Oh, BTW, here's the docs I'm basing my guesses on.
>>>> "Andy" == Andy Piper
<andy(a)xemacs.org> writes:
Andy> I guess my question is, what is: file-truename("c:\\*.txt")
Andy> supposed to do? Is it documented?
The documentation says
`file-truename' is a built-in function
(file-truename FILENAME &optional DEFAULT)
Documentation:
Return the canonical name of FILENAME.
Second arg DEFAULT is directory to start with if FILENAME is relative
(does not start with slash); if DEFAULT is nil or missing,
the current buffer's value of `default-directory' is used.

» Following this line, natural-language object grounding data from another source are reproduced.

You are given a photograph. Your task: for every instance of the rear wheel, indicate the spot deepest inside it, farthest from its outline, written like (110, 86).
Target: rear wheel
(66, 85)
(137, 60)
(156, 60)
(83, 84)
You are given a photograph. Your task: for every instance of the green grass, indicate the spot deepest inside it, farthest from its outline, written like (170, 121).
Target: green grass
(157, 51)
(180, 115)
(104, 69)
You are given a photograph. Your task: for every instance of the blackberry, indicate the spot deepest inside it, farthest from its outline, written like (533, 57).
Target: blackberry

No component of the resulting pathname will be a symbolic link, as
in the realpath() function.
realpath(3)
DESCRIPTION
realpath expands all symbolic links and resolves references to '/./',
'/../' and extra '/' characters in the null terminated string named
by
path and stores the canonicalized absolute pathname in the buffer of
size PATH_MAX named by resolved_path. The resulting path will have no
symbolic link, '/./' or '/../' components.
On Unix, (file-truename "/*.txt") returns "/*.txt". I believe this
is
correct. There is no requirement that the path name a unique existing
file, and it definitely doesn't say anything about expanding globs.